父が所有している土地を借りて、事務所を建設しました。
その土地の地代として、固定資産税相当額を父に払っていました。
この度、父が亡くなり、その土地を私が相続することになりました。
事業に使用していた土地は、事業用の小規模宅地の評価減が、受けられると聞いていますが、この場合は受けられるのでしょうか?
A 地代の支払額が固定資産税相当額程度の場合には、使用貸借の扱いになります。
この場合は、適正な地代で土地の貸付が行われているとは言えないため小規模宅地等の特例を受けることができません。
被相続人が所有していた土地等を、被相続人とその親族で 50%超の株式を保有している会社の事業の用(貸付事業を除く)に供されている場合には特定同族会社事業用宅地等となります。
その土地を、その会社の役員である相続人が相続して経営を続けた場合には、400m2まで 80%の評価減を受けることができます。
この特例を受けるためには、土地の貸付が適正な地代を得た賃貸借契約になっていなければなりません。
また、その土地の相続税評価額は賃貸借契約ではありませんので、貸宅地として評価減を受けることはできず、自用地評価となります。
なお、権利金を支払わずに他者の土地に建物を建てると、借地権の問題が生じます。

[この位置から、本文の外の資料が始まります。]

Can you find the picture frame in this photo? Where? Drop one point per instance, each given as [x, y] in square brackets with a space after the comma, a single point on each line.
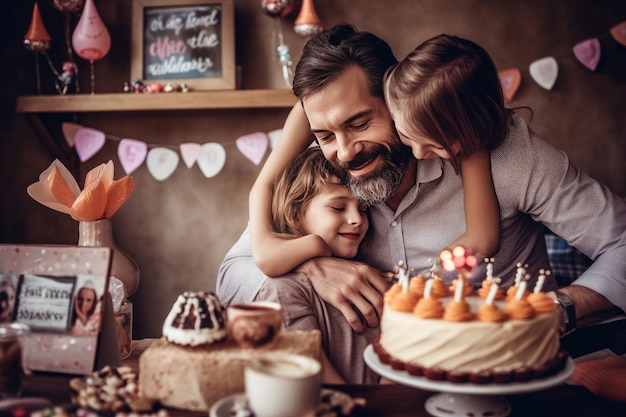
[184, 41]
[61, 293]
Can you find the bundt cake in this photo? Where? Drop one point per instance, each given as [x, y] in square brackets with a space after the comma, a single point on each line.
[196, 318]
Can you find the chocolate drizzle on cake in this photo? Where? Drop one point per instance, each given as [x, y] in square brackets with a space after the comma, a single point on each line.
[196, 318]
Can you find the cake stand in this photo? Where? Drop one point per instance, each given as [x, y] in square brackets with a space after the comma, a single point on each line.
[465, 399]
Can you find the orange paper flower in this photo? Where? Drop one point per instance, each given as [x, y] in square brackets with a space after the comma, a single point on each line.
[100, 199]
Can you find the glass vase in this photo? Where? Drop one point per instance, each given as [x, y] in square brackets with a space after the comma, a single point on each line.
[124, 272]
[123, 267]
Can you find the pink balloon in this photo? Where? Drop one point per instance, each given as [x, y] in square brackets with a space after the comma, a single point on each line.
[91, 39]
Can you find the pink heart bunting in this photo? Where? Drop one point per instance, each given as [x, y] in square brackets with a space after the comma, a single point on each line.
[510, 80]
[544, 71]
[587, 53]
[211, 159]
[190, 152]
[131, 153]
[253, 146]
[161, 162]
[88, 142]
[619, 32]
[69, 130]
[274, 136]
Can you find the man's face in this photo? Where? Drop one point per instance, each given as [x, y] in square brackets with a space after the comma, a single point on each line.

すなわち、会社側に借地権の認定課税が行われる可能性があります。
これを防ぐためには、本来は「土地の無償返還に関する届出書」を提出しておくべきです。
ただし、現時点では既に相続が発生しているとのことですので、このまま会社は借地権を有せず、土地は自用地評価として申告することになるかと思います。
相続後は契約を明確にし、必要であれば上記届出書を出しておくことをお勧めします。